Thank you for the reply. The only reason i am even aware of my osteoporosis in the first place was due to a Life Line Screening Test that showed a T-score of -0.5. The test is somewhat subjective but in this case they were right. When i mentioned this test to my PCP, he just blew me off. I have found that doctors don’t like LLS tests (or perhaps it was because he did not sugest it). The new doctor is suggesting Prolia. The side effects of this drug scare me more than the Fosomax. I was blissfully ignorant of my osteoporosis before the LLS test. Are you aware of FRAX (Fracture Risk Assesment Tool)? Using this tool, it says i only have a 13% chance of a Major osteoporotic fracture and a 5.2% of a hip fracture over the next 10 years. That sounds like some numbers i can live with versus drug side effects. Unfortunately, the internet is full of information (both factual and plenty of unqualified opinions). thanks for your web site and best of luck to you in finding the best option for you.
I think that showing a picture of somebody fallen is a classic case of “Stoking the fear” No treatment will keep you from falling, though you might have better odds of keeping your bones if you take drugs that intervene in the natural process. You also might have even better odds if you do weight bearing exercises and pursue the latest nutritional info on supporting the bone rebuilding process (vs, blocking parts of it) but sure, people want pills and docs want easy interventions, and there are products that are being marketed. You somehow dismiss all this with “I run and take calcium and it’s not enough” I would think not. So you conclude, gotta take these drugs are you will get broken bones. Honestly, most at risk will get broken bones anyway sooner or later, whether they take the drug or not. Unless they die of other diseases first.
I read the published article and question the wording and tone of many of their statements and implications. They act as though current drug treatments have “conquered” the problem when in reality, it has slightly reduced (or delayed) the numbers of fractures. Most will still occur even with the intervention and it is not a cure.

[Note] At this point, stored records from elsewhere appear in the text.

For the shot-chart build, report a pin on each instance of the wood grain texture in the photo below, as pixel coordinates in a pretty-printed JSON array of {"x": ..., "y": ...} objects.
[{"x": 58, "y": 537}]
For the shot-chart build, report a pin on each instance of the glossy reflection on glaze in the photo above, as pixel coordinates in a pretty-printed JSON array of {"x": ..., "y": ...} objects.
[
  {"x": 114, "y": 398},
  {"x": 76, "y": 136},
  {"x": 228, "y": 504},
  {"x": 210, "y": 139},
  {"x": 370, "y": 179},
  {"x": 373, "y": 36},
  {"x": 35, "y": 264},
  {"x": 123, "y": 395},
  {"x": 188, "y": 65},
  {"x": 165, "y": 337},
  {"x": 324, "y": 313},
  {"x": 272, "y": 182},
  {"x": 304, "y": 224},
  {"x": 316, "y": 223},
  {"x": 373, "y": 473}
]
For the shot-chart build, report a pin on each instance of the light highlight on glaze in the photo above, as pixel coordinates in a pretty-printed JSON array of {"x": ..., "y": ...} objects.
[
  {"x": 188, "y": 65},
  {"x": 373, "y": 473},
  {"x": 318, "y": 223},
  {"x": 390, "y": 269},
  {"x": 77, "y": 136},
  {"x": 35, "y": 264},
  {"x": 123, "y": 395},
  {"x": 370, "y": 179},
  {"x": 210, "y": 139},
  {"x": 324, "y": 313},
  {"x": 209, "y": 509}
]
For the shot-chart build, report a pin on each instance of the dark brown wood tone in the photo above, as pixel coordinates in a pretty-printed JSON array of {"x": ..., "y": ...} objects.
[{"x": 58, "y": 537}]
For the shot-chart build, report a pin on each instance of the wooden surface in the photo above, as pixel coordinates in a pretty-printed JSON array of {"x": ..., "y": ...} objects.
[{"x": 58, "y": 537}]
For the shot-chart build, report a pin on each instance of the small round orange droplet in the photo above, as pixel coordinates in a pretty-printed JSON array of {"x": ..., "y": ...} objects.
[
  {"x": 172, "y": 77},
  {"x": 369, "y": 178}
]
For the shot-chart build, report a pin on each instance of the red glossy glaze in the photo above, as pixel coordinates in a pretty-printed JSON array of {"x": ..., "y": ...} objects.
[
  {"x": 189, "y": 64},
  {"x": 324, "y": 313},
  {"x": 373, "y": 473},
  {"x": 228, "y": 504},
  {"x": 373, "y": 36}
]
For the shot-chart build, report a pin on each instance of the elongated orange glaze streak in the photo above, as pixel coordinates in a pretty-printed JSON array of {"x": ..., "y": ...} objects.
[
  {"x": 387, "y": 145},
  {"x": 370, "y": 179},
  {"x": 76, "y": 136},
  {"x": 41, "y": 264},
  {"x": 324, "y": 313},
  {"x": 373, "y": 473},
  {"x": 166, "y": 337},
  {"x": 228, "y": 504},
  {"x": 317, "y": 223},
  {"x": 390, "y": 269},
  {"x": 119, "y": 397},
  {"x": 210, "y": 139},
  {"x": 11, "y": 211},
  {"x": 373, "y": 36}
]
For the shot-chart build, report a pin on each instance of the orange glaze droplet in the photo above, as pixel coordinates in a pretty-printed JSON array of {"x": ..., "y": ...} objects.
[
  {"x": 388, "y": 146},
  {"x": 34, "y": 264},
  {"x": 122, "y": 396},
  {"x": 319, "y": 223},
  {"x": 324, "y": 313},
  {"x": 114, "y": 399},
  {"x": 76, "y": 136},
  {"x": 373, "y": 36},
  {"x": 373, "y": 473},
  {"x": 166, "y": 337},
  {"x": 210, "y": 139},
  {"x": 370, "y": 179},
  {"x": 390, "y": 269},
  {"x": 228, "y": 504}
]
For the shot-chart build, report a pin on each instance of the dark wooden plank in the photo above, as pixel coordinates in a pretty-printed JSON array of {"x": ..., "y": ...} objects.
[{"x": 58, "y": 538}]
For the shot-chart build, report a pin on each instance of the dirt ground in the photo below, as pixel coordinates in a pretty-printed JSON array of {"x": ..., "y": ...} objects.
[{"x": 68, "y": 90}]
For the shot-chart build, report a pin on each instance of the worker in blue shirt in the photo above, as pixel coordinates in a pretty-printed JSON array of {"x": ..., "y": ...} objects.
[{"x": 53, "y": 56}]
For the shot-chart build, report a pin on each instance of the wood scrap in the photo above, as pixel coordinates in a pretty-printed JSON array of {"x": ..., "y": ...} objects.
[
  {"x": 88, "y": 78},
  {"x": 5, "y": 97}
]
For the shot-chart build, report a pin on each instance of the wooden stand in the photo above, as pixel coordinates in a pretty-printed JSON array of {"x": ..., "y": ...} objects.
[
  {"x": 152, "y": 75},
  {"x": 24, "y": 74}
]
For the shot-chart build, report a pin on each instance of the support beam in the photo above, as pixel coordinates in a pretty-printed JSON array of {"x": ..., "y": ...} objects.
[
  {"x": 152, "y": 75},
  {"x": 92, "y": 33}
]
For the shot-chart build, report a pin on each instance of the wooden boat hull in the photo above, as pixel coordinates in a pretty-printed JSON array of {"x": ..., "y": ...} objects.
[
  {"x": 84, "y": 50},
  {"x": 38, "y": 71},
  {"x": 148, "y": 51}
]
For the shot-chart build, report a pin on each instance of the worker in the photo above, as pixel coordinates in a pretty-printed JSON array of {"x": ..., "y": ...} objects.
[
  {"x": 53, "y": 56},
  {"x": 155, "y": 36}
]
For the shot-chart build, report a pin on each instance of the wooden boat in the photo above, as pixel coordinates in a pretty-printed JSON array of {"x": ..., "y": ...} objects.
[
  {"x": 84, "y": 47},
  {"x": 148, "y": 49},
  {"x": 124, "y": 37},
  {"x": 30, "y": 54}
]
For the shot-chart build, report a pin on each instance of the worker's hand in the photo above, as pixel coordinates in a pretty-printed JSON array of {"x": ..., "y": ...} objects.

Maybe I’m wrong, but you (or the information you share here) also seems to play with statistics in the manner that when you state the risks of ONE type of atypical fracture considered to be a “cost” of Biphosphonates, you do not compare apples to apples to indicate what that risk is among the same number treated for the same time to get the benefit. The time frame is not stated, but apparently of the 1000 treated your statistic chooses to ignore “cost” to 900 of them and ONLY consider the “cost” or bad effects from the drug on the 100 who apparently responded to the drug intervention. There is a problem with this lopsided comparison beyond deceptive statistics, including bias on the part of only noting side effect on the selected 100 responders and not the 900 others who also took the drug – with zero benefit. We want to know the “cost” to the whole group needed to treat in order to get benefits for the 10%.
This is not to conclude that this intervention does not have a reasonable cost/benefit ratio for some or many but simply that this is not an accurate way to portray the reality.